I thought about how, given a wide berth by the mainstream, these outsiders usually turn to others in their group for support and companionship. They also usually start to wear the uncomplimentary monikers that the others cast upon them with a certain sense of pride and honor: Black Sheep, Desert Rats, Yankee-Doodles, Tunnel Rats, roughnecks, doughboys, flyboys, devil dogs, G.I.s, snake eaters, and bubbleheads, to name a few.

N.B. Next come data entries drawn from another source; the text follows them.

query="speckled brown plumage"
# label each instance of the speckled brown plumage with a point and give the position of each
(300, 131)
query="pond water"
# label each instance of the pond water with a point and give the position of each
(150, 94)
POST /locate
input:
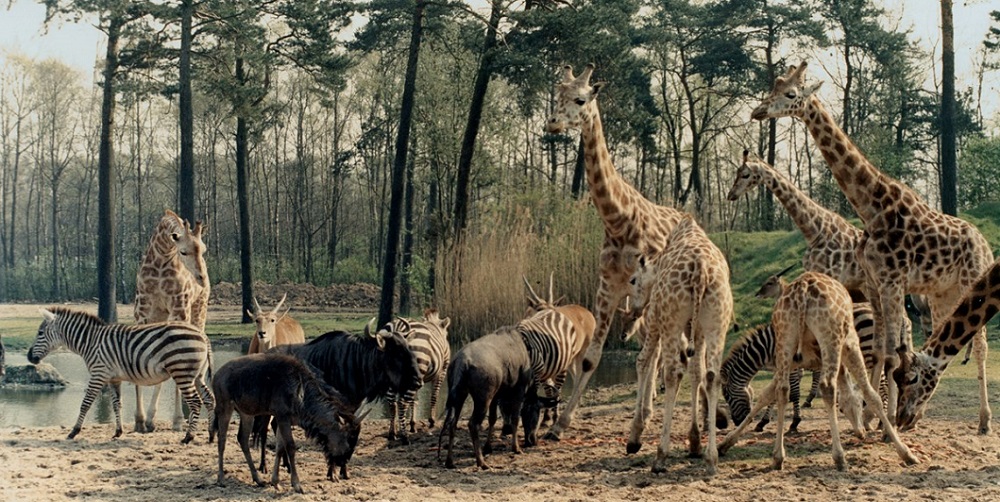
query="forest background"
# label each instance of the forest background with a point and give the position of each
(306, 132)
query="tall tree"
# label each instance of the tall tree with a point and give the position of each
(399, 166)
(949, 168)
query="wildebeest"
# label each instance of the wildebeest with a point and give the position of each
(281, 386)
(496, 370)
(361, 368)
(274, 329)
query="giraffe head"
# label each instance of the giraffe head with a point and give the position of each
(917, 377)
(574, 96)
(190, 249)
(788, 97)
(747, 176)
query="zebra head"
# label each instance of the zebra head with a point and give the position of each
(400, 363)
(49, 336)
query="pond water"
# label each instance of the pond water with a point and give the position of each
(42, 408)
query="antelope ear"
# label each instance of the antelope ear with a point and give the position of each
(47, 314)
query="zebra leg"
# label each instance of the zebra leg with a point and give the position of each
(140, 414)
(116, 405)
(795, 380)
(393, 413)
(93, 389)
(434, 395)
(766, 399)
(243, 437)
(194, 405)
(813, 391)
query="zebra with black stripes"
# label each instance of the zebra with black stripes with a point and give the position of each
(557, 338)
(755, 352)
(428, 340)
(145, 354)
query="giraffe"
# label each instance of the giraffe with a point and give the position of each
(920, 371)
(683, 294)
(814, 328)
(906, 247)
(632, 224)
(171, 285)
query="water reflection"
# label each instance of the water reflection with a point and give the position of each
(42, 408)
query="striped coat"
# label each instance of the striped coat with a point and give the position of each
(428, 339)
(146, 354)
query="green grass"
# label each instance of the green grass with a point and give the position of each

This led me to conclude that, when far-distance space-flight technology finally gets figured out, the first groups of people to work the very dangerous kinks out of it will be just like the trailblazers of the past, and they will probably earn the same kind of disparaging compliments. They will probably be outwardly irreverent, fairly lacking in social graces, have some faults nearly as gigantic as their courage, trust precious few people outside their own group (despite making enormous sacrifices for those outsiders), and not worry much about the retirement benefits they will probably never collect. But with death always dogging them, they will probably know true faith when they see it, and be grateful if someone who has a little to spare can send some their way – because they’re not so crazy that they aren’t a little scared.
That’s what brought about this story.

What else do you write?

I enjoy all different kinds of writing. I enjoy science fiction because of the endless possibilities it presents. I have another Luke Kittery story in Infinite Space Infinite God, and I will have a story in the upcoming Infinite Space Infinite God II.

Short stories are a wonderful and challenging art form because you have to chisel and pare all of the excess verbal flim-flam away and get the job done with streamlined efficiency. I think that appeals to the editor in me. Screenplays are fun, too, because of the unique considerations that have to be given to the element of time, and therefore length. It’s tough to sell a 950-page screenplay. Or a 10-page one. Essays are lively because you flirt with the danger of looking foolish if you don’t do your homework and don’t construct your arguments with care. Poetry is nice, too, because you can do whatever you want and nobody can stop you. If you want your slithy toves to gyre and gimble in the wabe, then you can go for it. Poetry appeals to the anti-editor in me.
 
What are you working on now?

My excellent writing teacher Ralph Beer told me a long time ago that a writer should write about his or her obsessions. When he told me that, I was just an 18-year-old college freshman, so at that time I found myself embarrassingly deficient in obsessions. But it sounded like good advice to hold onto until I could get a more respectable supply built up, so I tucked it away until such time as it might be useful. Now, a considerable number of years later, I have some characters living in my head that are telling me that the time is drawing nigh. They shake me awake in the morning, demanding a back story. They wander through my dreams, searching for their names. When I watch TV, they cast thinly veiled disparagement upon my work ethic by saying things like, “Ooh, look at those lucky characters on TV whose author actually wrote them out instead of watching TV all evening.” So soon I’m going to start writing their story and let them run around on clean, white paper for a while and enjoy a break from the dark, musty confines of my brain. I hope that, once they get out there on that glorious, snowy field of paper (and off my case), many other people will enjoy their company as much as I do. But even if the ceaseless adulation, prestigious awards, and prodigious financial bounty I anticipate from their adventures turn out instead to be nothing more than sidelong looks of sympathy and consolations such as, “Well, at least you have a steady job,” I will still be satisfied that I gave these characters – these friends of mine – a fair shake and a little room to run.